Die gute Nachricht ist: Ja, es geht. Aber nicht mit der Brechstange – und nicht, indem man von heute auf morgen einen perfekten Wartungsplan einführt. Der Schlüssel liegt im Denken in kleinen, pragmatischen Schritten.
Denn viele Betriebe wissen zwar intuitiv, dass bestimmte Maschinen häufig Probleme machen. Aber ohne strukturierte Erfassung fehlt die Grundlage für Prioritäten. Wer die Störungen dokumentiert, erkennt Muster: etwa, dass 60 % aller Ausfälle sich auf fünf Anlagen konzentrieren – oder dass bestimmte Fehler immer montags nach der Nachtschicht auftreten. Erst mit diesem Wissen kann man gezielt eingreifen – und nicht jede Störung muss auch sofort erledigt werden.
Wer heute zwanzig Minuten findet, spart sich morgen zehn Stunden
Stellen wir uns einen typischen Fertigungsbetrieb mit zwölf Produktionslinien vor. Das Instandhaltungsteam besteht aus fünf Technikern, aufgeteilt in Mechanik und Elektrik. Jede Schicht kämpft mit durchschnittlich fünf bis acht Störfällen täglich. Ein Wartungsplan existiert – aber nur auf dem Papier.

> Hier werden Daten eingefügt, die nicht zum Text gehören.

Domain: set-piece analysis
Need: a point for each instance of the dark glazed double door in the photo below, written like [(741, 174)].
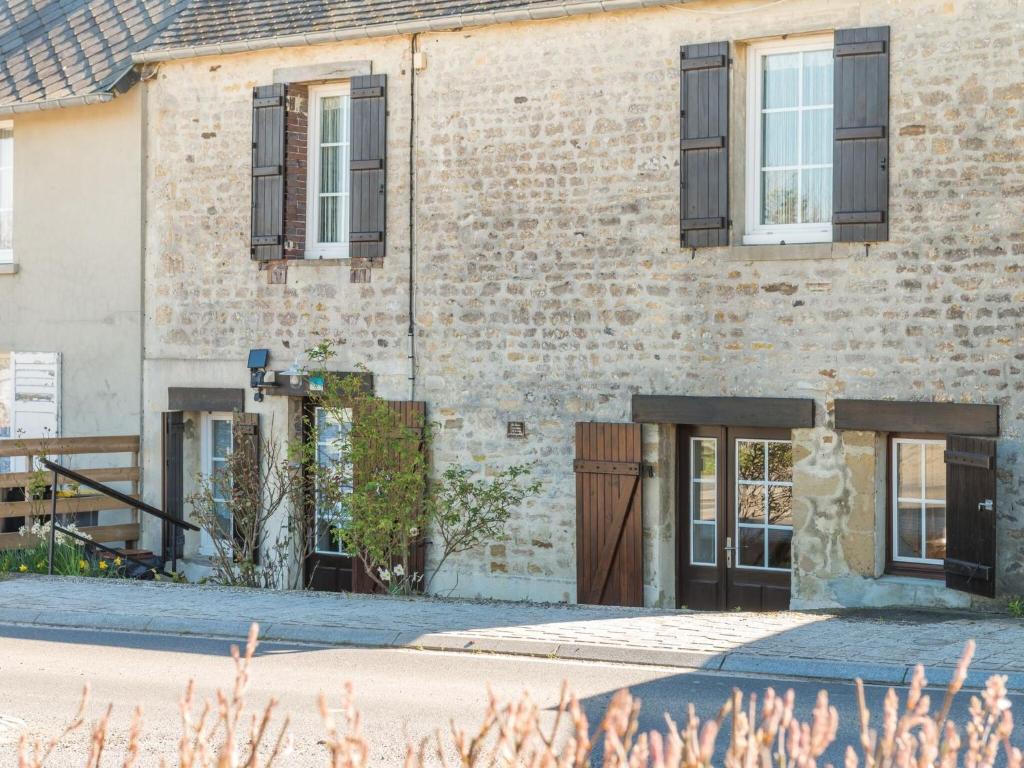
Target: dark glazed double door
[(735, 518)]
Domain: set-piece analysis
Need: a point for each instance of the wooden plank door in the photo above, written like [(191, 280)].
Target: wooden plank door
[(609, 527), (971, 511)]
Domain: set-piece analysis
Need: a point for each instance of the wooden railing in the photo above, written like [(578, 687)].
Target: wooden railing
[(64, 450)]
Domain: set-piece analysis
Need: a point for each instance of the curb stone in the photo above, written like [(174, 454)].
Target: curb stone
[(808, 669)]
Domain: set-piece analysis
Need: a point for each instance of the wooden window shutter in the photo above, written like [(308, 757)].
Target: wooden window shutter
[(245, 437), (268, 173), (971, 510), (173, 482), (368, 167), (860, 147), (704, 156)]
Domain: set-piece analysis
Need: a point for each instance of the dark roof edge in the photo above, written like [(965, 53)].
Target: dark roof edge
[(56, 103), (559, 10)]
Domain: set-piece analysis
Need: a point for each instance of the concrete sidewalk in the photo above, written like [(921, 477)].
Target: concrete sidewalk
[(877, 646)]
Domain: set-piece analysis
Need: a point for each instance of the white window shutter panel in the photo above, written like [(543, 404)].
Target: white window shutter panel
[(36, 407)]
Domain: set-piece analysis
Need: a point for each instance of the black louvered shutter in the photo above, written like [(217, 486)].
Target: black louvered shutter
[(970, 562), (369, 165), (268, 173), (173, 484), (704, 156), (860, 150)]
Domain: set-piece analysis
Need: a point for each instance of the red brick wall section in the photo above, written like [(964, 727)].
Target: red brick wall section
[(296, 129)]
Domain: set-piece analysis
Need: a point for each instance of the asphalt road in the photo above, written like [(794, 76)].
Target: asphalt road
[(403, 694)]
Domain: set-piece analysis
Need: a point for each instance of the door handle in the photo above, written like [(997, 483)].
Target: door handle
[(729, 549)]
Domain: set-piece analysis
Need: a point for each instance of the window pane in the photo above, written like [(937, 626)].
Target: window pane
[(751, 455), (935, 531), (704, 544), (780, 505), (330, 219), (704, 459), (331, 120), (908, 470), (935, 472), (780, 462), (817, 137), (751, 503), (705, 501), (778, 204), (779, 549), (908, 530), (221, 438), (752, 547), (815, 204), (817, 78), (779, 139), (781, 80)]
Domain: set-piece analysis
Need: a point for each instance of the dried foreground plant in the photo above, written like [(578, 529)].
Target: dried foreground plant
[(221, 733)]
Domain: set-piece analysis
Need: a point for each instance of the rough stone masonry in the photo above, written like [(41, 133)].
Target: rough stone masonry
[(550, 284)]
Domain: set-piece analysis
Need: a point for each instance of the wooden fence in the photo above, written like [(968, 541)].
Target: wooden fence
[(64, 451)]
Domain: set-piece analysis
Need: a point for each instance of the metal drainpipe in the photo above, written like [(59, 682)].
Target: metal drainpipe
[(412, 216)]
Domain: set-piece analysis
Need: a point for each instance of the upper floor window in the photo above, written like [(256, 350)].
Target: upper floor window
[(328, 182), (6, 192), (918, 535), (790, 142)]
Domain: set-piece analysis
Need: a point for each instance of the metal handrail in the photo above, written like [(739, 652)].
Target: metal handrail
[(117, 496)]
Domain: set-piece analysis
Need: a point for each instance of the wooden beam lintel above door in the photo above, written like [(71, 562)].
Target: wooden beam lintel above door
[(783, 413)]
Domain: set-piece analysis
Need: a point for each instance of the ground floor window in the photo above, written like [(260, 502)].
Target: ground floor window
[(332, 434), (216, 445), (918, 507)]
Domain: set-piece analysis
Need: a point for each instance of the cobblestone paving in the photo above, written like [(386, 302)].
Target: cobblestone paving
[(884, 638)]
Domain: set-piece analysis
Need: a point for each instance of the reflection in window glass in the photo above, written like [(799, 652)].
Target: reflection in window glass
[(704, 501), (332, 437), (920, 501), (764, 503)]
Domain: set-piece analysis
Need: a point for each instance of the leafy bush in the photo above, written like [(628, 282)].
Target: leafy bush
[(760, 734)]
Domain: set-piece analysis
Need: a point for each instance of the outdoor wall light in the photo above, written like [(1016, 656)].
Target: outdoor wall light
[(258, 359)]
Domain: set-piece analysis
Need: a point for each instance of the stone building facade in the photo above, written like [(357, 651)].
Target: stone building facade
[(532, 184)]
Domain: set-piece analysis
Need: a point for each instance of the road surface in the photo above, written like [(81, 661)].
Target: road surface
[(403, 694)]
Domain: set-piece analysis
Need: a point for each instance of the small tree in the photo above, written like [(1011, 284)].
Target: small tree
[(379, 483), (261, 549), (466, 513)]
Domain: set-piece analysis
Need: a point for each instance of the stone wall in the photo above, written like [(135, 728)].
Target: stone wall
[(550, 283)]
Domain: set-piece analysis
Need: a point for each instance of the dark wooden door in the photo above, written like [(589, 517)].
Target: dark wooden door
[(735, 521), (609, 526), (971, 511)]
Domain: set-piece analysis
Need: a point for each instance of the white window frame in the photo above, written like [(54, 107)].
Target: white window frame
[(896, 442), (314, 249), (696, 482), (758, 233), (322, 443), (7, 254), (206, 546), (765, 483)]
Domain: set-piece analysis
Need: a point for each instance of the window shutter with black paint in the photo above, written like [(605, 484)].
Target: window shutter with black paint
[(860, 147), (970, 562), (369, 165), (704, 156), (268, 173)]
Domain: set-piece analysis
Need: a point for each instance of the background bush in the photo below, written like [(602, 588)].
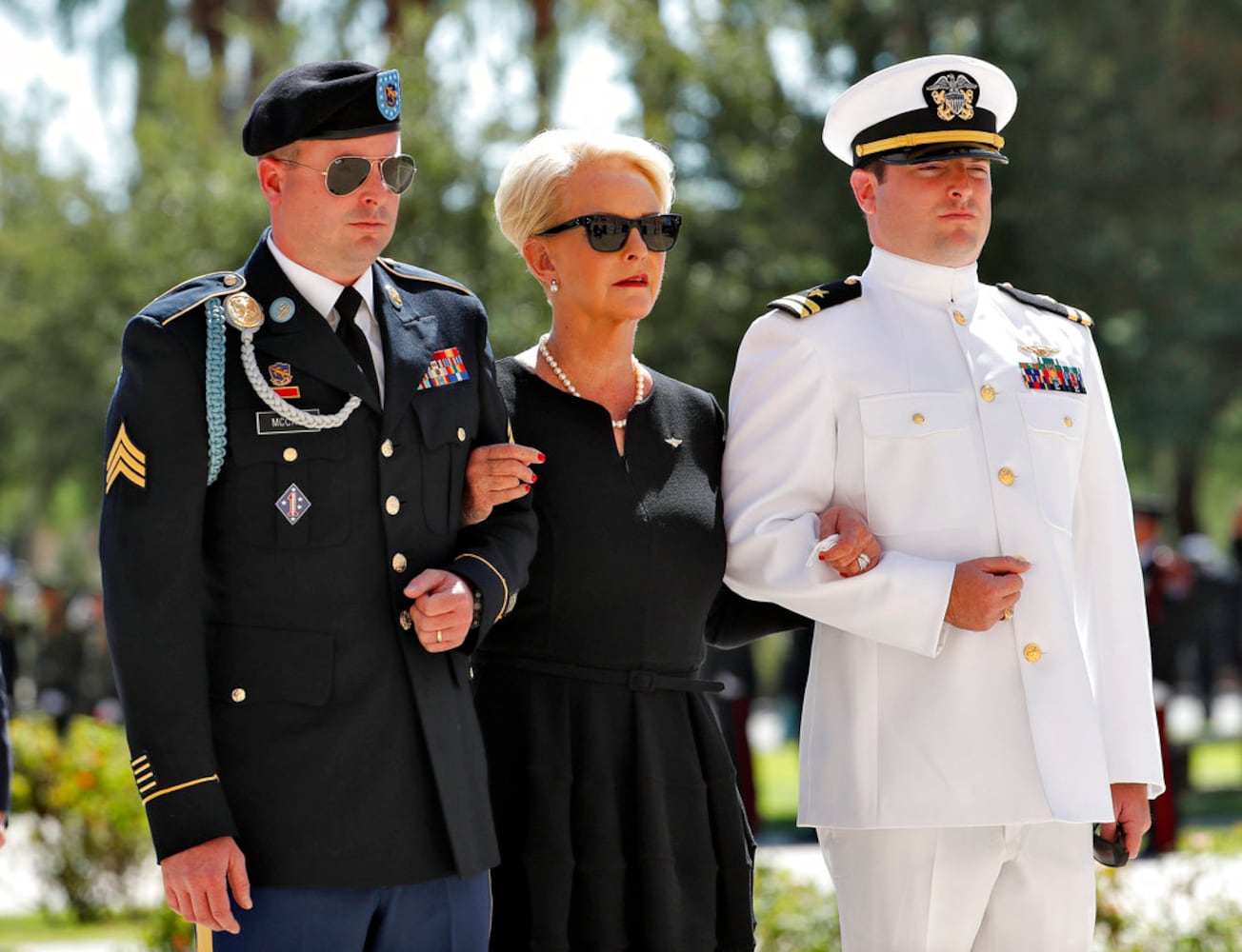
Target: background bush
[(90, 830)]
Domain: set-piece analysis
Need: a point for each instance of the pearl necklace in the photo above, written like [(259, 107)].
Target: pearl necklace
[(638, 383)]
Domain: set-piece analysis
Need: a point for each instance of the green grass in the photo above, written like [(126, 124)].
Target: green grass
[(1216, 766), (776, 783), (37, 927)]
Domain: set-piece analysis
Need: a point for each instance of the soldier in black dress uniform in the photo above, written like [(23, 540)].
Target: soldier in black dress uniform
[(290, 591)]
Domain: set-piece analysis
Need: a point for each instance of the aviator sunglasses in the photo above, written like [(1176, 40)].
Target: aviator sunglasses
[(346, 174), (610, 232)]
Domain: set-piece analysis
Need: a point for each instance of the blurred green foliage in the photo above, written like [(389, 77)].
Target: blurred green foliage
[(90, 832)]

Was tun? Statt direkt mit großen Revisionsprojekten zu beginnen, setzt der Leiter Technik einen anderen Hebel an: Er lässt alle Störungen über zwei Monate hinweg systematisch erfassen – inklusive Zeitaufwand, eingesetztem Personal und Maschinenstillstand. Parallel dazu bittet er jeden Techniker, nach jeder Störung kurz zu notieren, was aus seiner Sicht hätte verhindert werden können.
Das Ergebnis ist überraschend:
70 % der Störungen hätten sich mit einfachen Maßnahmen vermeiden lassen – zum Beispiel durch Schmieren, Nachziehen, Filterwechsel.
Viele der „kritischen“ Ausfälle betrafen nur wenige Kernanlagen.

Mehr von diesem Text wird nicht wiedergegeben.